Kinecting in a World of Duty
Sunday, November 06, 2011
I’ve always been a fan of video games and technology. Anything that would marry the two would be icing on the cake. Starting out on the NES, I would hook up every accessory available, from Broderbund’s U-Force controller to the Miracle Piano Teaching System. So naturally, when Microsoft announced they were releasing a product that would be able to track your entire body, I was first in line.
Prior to the launch of Kinect for Xbox 360, I was already trying to get back into shape. I was using SparkPeople.com to guide my habits and the Wii to get in shape. The Wii Fit was a great product for me, but seemed more of an introduction to exercise, versus a substitute for it. The Wii Fit was where I found my love for Yoga, so no complaints there. However, I couldn’t wait for the release of the Kinect. Every video I watched only made me hunger more.
One of the nice things about SparkPeople is the ability to create groups, similar to Facebook. Knowing how powerful and amazing Kinect would be, I set out to start a fitness group called, “Kinect to Spark”. I solicited the help of Tema Chipo, who has been an amazing motivator in other video game groups. At the launch of Kinect in November 2010, we had about eight members. From that point, we tried everything in the book to drive growth of the group. And not just growth, but growth while motivating members of the group.
When the Kinect launched, it was evident how transformational it would be in people’s lives. Our members were finding amazing exercise in everything from Your Shape Fitness Evolved to Dance Central. Even the game that came bundled with the Kinect, Kinect Adventures, proved to be a fitness challenge in some areas.

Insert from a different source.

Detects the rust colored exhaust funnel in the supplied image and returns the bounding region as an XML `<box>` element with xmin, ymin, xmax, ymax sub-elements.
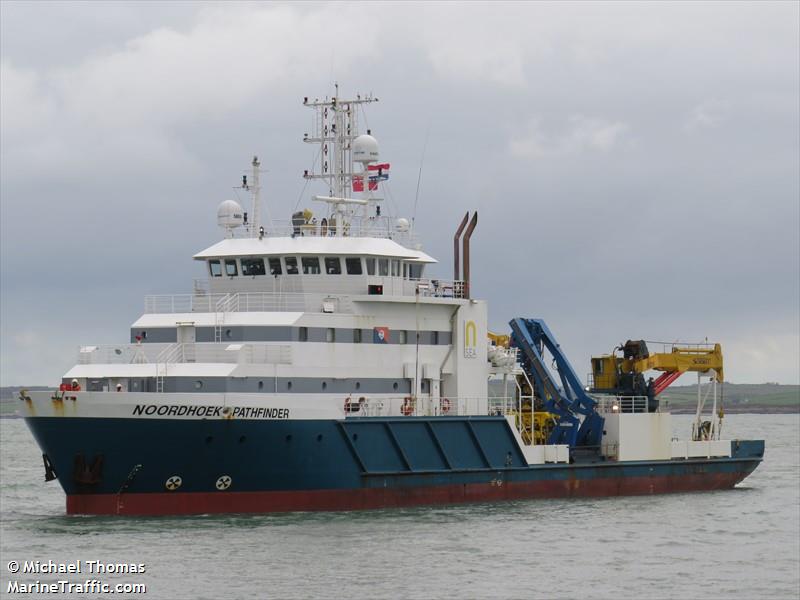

Needless to say, the Kinect sells itself, especially to those that are looking to become more active. There are days where I just like to go to Best Buy and watch people try out the Kinect display. I love watching the magic in people’s eyes when they first experience the Kinect. Usually what happens is, they try out the Kinect for about 20 minutes, call someone over to watch them play, and then they go seek out where it is sold. It’s hard to explain to people what it does and feels like. Once they’ve played it, the magic begins.
We certainly had the momentum rolling, coming off of the holiday season. However, in February, I suffered a Sudden Cardiac Arrest. My parents were in town visiting and we started off the day playing a bit of the Kinect. From there, we went out to eat and the next thing I remember was having my chest pounded on. 72 shocks and a coma later, I woke up feeling like a train hit me. To this day, doctors don’t know what caused my Cardiac Arrest. My heart was clean, but there was some kind of electrical storm that dropped me instantly.

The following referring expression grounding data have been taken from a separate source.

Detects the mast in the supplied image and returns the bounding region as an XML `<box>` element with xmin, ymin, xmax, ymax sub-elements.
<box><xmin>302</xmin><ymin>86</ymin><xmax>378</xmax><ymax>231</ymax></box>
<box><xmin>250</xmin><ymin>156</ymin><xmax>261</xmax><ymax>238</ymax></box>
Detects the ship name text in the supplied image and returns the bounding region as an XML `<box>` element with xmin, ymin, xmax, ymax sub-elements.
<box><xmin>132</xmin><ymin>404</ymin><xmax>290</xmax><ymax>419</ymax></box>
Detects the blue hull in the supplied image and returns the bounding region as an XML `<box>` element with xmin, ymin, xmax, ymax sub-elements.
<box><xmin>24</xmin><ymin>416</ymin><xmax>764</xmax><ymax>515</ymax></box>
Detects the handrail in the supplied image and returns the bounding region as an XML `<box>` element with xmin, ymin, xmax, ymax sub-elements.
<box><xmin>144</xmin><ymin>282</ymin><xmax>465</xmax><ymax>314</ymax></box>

While this momentarily set me back, both in exercise and weight loss, I am thankful for the experience. While recovering, I became addicted to another technology called OnLive. Essentially, OnLive is a streaming video game service. You can think of it as Netflix streaming, but for video games. I became increasingly involved in the community and even started reaching out to developers and publishers about putting their games onto the service.
Thanks to the connections I was able to make with OnLive, I then had inroads to people working on Kinect games. Looking to reignite my Kinect team, I started up another site, called Kinect Reviews and Interviews. Since September, I have been reviewing games, conducting interviews, and hosting contests on the site. All for the purpose of driving people to our Kinect fitness group.
Today the Kinect fitness group is thriving. Sure, there is always room for improvement, but we have come a long way. We currently have a weight loss contest with some nice prizes the members have contributed. We also have a virtual walk across the country, ways to motivate each other on Xbox Live, a Facebook group, another contest to win Dance Central 2, and many other things to keep each other active and motivated.
So while we may hit a few snags in the road, such as losing members or PR companies not responding the way I want, there are always rebounds, such as making a new video game industry contact or seeing a member reach a healthy milestone. These member milestones are actually the reasons I keep driving on. We’ve had members that have lost over 100 pounds-playing video games. So while the world of video games may be full of the Call of Duties, I can still find solace in the success of the Kinect for Xbox 360.